Hereinafter, specific reference will be made to problems arising when the maximum amount of fuel QMAX is caused to be delivered from the high pressure fuel pump with the occurrence of the variations of the parts associated with position control while referring to FIG. 11, similarly as described above.
Here, note that the characteristics represented by broken lines in FIG. 11 show the operation positions of the plunger when the plunger generates a maximum deviation in the retard angle direction.
The actual bottom dead center BDC1 when the operation position of the plunger generates a maximum deviation to the retard angle side (broken line) shifts by the maximum amount of deviation Trtd to the retard angle side from the estimated bottom dead center BDC when the plunger operates at normal timing (solid line).
In this case, since the ECU does not detect the deviation of the operation position of the plunger even though the plunger operation position has shifted from the normal position, the time point after only the offset value Td has elapsed from the reference signal REF is specified as the estimated bottom dead center BDC assuming that the plunger is in the normal operation position.
Accordingly, in order to deliver the maximum amount of delivery fuel QMAX to the accumulator, the closed position TVC is controlled until the position of Tr=0 (i.e., the same position as the estimated bottom dead center BDC) is made as the advance angle limiting position LIM (=L0).

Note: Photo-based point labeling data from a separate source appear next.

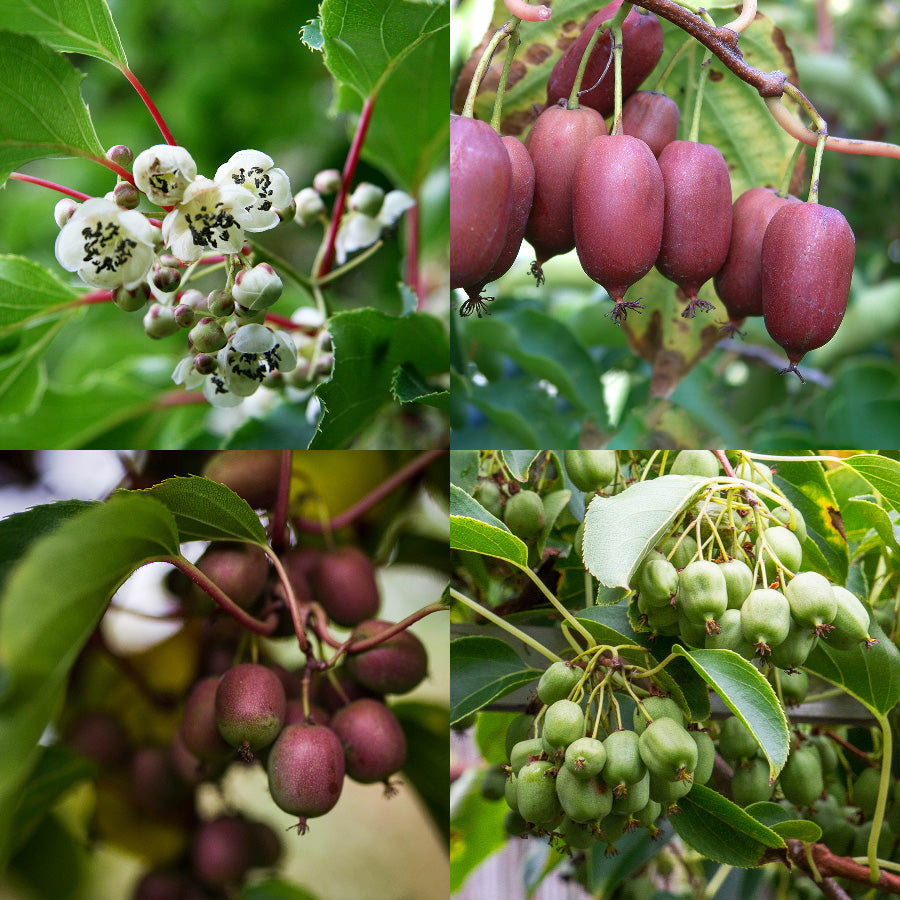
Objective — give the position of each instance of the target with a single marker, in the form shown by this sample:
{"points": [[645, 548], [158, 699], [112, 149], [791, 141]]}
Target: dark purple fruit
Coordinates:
{"points": [[374, 743], [240, 570], [555, 143], [480, 199], [652, 117], [618, 214], [344, 583], [523, 194], [394, 666], [807, 263], [306, 771], [250, 705], [739, 282], [198, 728], [222, 853], [642, 42], [251, 474], [697, 226]]}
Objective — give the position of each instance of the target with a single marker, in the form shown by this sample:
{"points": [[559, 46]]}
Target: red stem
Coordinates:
{"points": [[75, 195], [157, 116], [346, 180], [367, 502]]}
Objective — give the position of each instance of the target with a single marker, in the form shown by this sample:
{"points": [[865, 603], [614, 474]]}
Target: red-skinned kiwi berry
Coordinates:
{"points": [[642, 42], [306, 771], [394, 666], [198, 728], [697, 226], [250, 705], [807, 263], [653, 117], [374, 743], [344, 583], [739, 282], [618, 180], [523, 194], [555, 143], [240, 570], [221, 852], [480, 199], [251, 474]]}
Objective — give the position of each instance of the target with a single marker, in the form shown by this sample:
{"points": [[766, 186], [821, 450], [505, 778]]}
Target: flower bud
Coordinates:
{"points": [[166, 278], [220, 303], [121, 155], [367, 199], [257, 288], [159, 321], [328, 181], [126, 195], [133, 300], [64, 210], [310, 207], [207, 336]]}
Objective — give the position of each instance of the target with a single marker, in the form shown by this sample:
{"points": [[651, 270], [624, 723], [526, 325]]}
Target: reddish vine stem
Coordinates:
{"points": [[210, 587], [371, 499], [362, 127]]}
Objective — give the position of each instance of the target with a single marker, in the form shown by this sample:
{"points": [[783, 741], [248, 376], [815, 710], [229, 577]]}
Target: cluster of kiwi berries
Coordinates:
{"points": [[729, 576], [309, 727], [639, 198], [583, 778]]}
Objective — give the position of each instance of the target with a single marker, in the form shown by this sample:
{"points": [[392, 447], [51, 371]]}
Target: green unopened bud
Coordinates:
{"points": [[367, 199], [207, 336], [159, 321], [220, 303], [310, 207], [328, 181]]}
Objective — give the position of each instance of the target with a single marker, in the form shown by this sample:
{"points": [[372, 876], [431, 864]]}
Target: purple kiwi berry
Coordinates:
{"points": [[306, 771], [344, 584], [394, 666], [240, 570], [374, 743], [250, 705], [198, 728]]}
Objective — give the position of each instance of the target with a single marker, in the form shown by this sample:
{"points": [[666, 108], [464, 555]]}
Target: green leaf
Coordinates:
{"points": [[721, 830], [27, 290], [58, 769], [749, 696], [18, 531], [368, 347], [619, 530], [871, 675], [73, 571], [483, 670], [546, 347], [782, 823], [472, 527], [41, 111], [205, 510], [428, 755], [882, 473], [78, 26], [805, 485]]}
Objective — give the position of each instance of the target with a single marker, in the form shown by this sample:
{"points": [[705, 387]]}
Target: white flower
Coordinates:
{"points": [[107, 246], [211, 217], [359, 230], [163, 173], [253, 352], [270, 187]]}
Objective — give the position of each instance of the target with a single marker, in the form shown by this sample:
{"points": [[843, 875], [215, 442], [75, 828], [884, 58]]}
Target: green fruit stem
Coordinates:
{"points": [[485, 61], [511, 47], [506, 626]]}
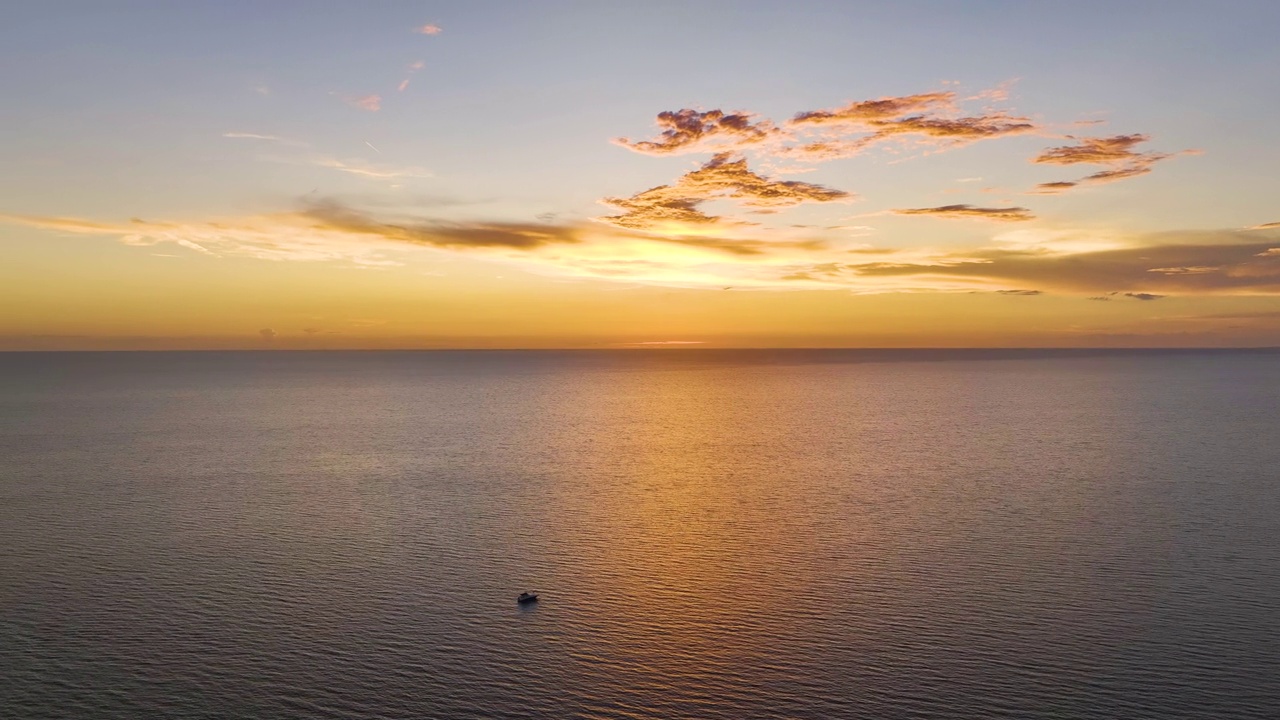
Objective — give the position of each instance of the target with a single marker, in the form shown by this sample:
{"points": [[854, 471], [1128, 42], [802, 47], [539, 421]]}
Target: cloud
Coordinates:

As a result, the ECU starts to energize the solenoid at the time point TON going back by the operation delay time Tp from the closed position TVC, and terminates the energization of the solenoid at the time point TOFF at which the energization holding time Th has elapsed from the closed position TVC.
However, the actual bottom dead center BDC1 in the actual operation position of the plunger is shifted by the maximum amount of deviation Trtd to the retard angle side from the estimated bottom dead center BDC.
Therefore, in the example of FIG. 11, the energization of the solenoid has been terminated before the plunger arrives at the actual bottom dead center BDC1, so the energization holding time Th for which the solenoid is originally to be energized after the closure of the flow control valve in the ascending period of the plunger can not be ensured.
Accordingly, fuel will pass through the normally open flow control valve which is not closed in the ascending period of the plunger (the opened/closed state of the flow control valve indicated by the broken line in FIG. 11), as a consequence of which the fuel sucked into the pressure chamber is relieved to the low pressure passage through the flow control valve that remains in the open state, and hence the fuel is not delivered to the accumulator.
In the conventional high pressure fuel pump control apparatus for an engine, in cases where the plunger generates the maximum amount of deviation Trtd in the retard angle direction resulting from variations associated with the position control of the flow control valve, when the maximum amount of delivery fuel QMAX is to be delivered to the accumulator, the energization to the solenoid is terminated based on the estimated bottom dead center BDC more advanced than the actual bottom dead center BDC1, so there might occur a situation where delivery control becomes impossible.
Thus, there arises the following problems. That is, when the maximum amount of delivery fuel QMAX is controlled to be delivered, there occurs a situation in which fuel delivery control becomes unable to be done due to variations associated with the position control of the flow control valve, so a required amount of fuel can not be delivered to the accumulator, and hence the fuel pressure in the accumulator can not be maintained at the target pressure, making it impossible to obtain desired combustion performance and inducing deterioration in drivability and the exhaust gas.